Congregate should export relations GitLab versions NNN and up. The script should loosely follow the following process:

  1. Call export_relations for each entity.
  2. Within each entity, loop through relations. If the relation/batch is done, write it to disk and add metadata line for entry once relation is complete.
  3. Call API/GraphQL queries that direct transfer would have called.
  4. With API response, create ndjson file for each response with attributes needed by direct transfer. Write file to disk and add entry if needed.

GitLab Export Architecture

In order to support offline exports from the UI, we will need to build models to track export progress on the source. To immediately support customers without requiring them to upgrade, a script to export entities to disk and AWS will be written in Congregate.

Iterations

  1. Define metadata structure and file structure.
  2. Convert data that is currently downloaded from source to destination via API calls to file exports so they will be supported by offline transfer
  3. Create a document describing how to fetch all files for the process above so that export files can be consistently fetched during development. This document allows engineers and users to manually build and export data as needed, and also serves as a template for how Congregate should perform offline exports.
  4. Begin work to update import side according to file discovery and metadata definitions. Anything discovered during this process can also refine the file structure definitions as needed, but should not be how files structures are defined to avoid confusion and inconsistencies. Engineers can to begin dogfooding offline imports with this iteration for continuous improvement. Customers on self-managed instances will technically be able to perform offline imports immediately if they are willing to manually build the import data files.
  5. Build export tool in congregate to support offline transfers for older instances. Start with congregate because all existing instances are too old to use UI or a new API for export.

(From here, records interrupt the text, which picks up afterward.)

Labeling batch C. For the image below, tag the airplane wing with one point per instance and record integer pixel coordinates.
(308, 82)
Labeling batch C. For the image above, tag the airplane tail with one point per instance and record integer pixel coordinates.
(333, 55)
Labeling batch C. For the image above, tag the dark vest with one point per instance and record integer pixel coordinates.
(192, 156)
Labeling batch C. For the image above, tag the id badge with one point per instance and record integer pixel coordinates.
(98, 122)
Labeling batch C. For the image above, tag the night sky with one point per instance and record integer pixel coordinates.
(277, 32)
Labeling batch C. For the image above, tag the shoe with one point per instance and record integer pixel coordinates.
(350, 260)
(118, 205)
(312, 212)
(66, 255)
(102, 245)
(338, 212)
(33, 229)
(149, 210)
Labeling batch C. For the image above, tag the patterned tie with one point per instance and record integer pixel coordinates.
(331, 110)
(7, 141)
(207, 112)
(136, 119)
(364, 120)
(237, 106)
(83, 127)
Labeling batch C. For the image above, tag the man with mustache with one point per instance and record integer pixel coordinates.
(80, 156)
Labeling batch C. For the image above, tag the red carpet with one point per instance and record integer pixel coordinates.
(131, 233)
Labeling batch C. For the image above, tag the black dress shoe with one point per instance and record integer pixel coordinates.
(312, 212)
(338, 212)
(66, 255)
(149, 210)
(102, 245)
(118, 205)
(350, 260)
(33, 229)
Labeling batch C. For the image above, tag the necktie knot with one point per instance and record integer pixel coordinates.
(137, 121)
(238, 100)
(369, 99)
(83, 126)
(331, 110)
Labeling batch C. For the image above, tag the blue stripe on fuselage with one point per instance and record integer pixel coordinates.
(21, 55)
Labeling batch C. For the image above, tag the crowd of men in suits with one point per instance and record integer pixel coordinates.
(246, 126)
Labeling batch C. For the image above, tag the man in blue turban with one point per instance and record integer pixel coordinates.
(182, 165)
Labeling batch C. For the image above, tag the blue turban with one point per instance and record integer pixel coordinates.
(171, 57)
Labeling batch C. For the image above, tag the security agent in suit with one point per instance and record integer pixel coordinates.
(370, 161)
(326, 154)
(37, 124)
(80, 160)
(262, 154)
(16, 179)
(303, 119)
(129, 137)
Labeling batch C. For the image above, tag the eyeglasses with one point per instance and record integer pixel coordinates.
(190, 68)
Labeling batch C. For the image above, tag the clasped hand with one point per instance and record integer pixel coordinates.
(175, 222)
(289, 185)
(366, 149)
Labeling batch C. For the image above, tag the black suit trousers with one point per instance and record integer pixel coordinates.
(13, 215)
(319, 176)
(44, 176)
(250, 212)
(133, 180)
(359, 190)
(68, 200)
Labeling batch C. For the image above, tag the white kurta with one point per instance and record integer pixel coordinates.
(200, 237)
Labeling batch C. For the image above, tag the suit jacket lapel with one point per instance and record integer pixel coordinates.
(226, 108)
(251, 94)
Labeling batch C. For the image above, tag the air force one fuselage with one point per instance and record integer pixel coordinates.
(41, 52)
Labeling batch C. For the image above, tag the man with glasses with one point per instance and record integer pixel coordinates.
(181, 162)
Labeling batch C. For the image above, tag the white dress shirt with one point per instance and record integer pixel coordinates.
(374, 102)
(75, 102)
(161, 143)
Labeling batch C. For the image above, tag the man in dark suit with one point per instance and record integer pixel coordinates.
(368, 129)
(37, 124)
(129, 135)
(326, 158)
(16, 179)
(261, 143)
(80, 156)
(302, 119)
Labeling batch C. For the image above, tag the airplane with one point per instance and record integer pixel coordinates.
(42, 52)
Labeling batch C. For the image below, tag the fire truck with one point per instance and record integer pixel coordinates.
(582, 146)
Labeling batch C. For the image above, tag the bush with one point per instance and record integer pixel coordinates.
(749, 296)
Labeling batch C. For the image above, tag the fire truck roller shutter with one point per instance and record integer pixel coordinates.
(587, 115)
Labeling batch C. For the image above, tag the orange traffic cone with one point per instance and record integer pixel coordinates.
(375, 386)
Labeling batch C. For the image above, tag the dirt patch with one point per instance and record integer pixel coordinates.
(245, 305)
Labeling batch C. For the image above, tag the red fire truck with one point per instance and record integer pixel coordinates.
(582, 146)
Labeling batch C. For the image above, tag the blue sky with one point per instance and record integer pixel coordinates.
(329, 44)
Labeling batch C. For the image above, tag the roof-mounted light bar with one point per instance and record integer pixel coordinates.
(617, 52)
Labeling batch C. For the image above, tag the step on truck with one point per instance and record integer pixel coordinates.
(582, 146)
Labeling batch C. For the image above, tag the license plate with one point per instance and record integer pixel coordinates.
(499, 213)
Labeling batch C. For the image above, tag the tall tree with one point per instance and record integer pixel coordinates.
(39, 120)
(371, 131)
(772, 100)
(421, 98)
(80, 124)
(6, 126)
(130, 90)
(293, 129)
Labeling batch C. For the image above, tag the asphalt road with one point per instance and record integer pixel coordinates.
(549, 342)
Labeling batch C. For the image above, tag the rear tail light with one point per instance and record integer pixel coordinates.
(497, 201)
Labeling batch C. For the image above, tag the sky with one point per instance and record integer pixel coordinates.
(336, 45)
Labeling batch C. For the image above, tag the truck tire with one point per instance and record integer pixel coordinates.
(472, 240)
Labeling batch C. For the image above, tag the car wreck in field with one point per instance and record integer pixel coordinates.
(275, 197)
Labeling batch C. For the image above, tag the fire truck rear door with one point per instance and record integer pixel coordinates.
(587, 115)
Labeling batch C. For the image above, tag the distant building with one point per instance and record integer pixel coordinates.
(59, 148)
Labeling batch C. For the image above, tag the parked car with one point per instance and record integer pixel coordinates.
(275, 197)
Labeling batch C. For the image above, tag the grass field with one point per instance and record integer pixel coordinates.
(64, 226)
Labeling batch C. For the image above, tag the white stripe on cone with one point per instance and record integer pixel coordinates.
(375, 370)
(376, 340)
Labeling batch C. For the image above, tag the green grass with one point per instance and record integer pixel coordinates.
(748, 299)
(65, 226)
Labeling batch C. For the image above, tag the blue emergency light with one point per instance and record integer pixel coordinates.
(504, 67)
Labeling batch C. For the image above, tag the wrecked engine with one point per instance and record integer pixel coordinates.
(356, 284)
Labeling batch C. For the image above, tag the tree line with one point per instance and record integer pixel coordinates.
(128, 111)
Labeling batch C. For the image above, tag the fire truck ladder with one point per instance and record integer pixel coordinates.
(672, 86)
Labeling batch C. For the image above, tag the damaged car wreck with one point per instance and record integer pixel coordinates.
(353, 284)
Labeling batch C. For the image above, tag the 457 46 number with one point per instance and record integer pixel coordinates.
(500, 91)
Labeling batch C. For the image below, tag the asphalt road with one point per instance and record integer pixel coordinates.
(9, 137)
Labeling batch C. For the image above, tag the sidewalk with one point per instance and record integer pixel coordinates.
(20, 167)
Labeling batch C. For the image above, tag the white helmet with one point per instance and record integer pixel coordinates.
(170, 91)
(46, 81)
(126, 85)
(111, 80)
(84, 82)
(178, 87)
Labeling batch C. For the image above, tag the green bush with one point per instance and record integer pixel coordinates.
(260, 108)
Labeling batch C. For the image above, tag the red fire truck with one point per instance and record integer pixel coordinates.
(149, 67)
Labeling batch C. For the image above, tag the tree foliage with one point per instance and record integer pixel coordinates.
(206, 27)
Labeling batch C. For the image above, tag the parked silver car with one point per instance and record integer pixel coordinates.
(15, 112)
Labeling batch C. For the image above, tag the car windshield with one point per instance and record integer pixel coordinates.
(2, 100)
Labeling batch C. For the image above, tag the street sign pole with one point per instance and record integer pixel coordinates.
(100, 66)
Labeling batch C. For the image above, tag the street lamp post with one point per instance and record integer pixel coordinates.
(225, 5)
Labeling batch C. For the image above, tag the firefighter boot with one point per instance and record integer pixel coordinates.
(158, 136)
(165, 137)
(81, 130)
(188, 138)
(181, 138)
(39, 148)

Once this is complete, customers should be able to begin performing offline transfers using Congregate.
  6. Build GitLab API support for offline exports to be done from the source instance directly. Once this is complete, customers with the latest version of GitLab on the source instance can begin performing offline transfers without Congregate using the API.
  7. Build a UI in GitLab to export groups offline. This allows customers with the latest version of GitLab to export groups without congregate or any API calls to the source.
  8. Allow upload to other object storage providers other than AWS. This can be done as soon as the first iteration on offline imports is complete.

Why work on Congregate before an API in GitLab?

It’s not necessary to implement a script to export relations in Congregate before supporting offline exports in GitLab directly. It can be done simultaneously if there’s enough development capacity. However, it’s a convenience to customers to provide offline exports in Congregate as soon as possible because it allows them to perform offline exports without upgrading to the latest version of GitLab first. It also means that customers don’t also need to upgrade to the latest version on their source instance if a bug is found in the built-in export functionality. Congregate might have bugs as well, but it’s much easier to fetch the latest version of Congregate than it is to upgrade an instance of GitLab, especially if a customer plans to migrate their data out anyway.

Alternative Solutions

Alternatives to Congregate

  • Only building offline export directly into GitLab. It’s not necessary to add offline direct transfer support into GitLab, but it will require all customers to upgrade to the first version where offline transfer exports are supported, at a minimum. Plus, as bugs are discovered in the offline export process, customers might need to upgrade again to fix those bugs on the source instance. Building a solution in Congregate first allows customers with older source versions to be able to perform offline transfers.
  • Writing a plain-ol-Ruby script: This is possible, but Congregate includes the basis for time-intensive features like upload to AWS S3. It’s already well-supported by Professional Services as well, meaning they don’t need to learn how to use and possibly maintain another script when helping a customer with specific needs.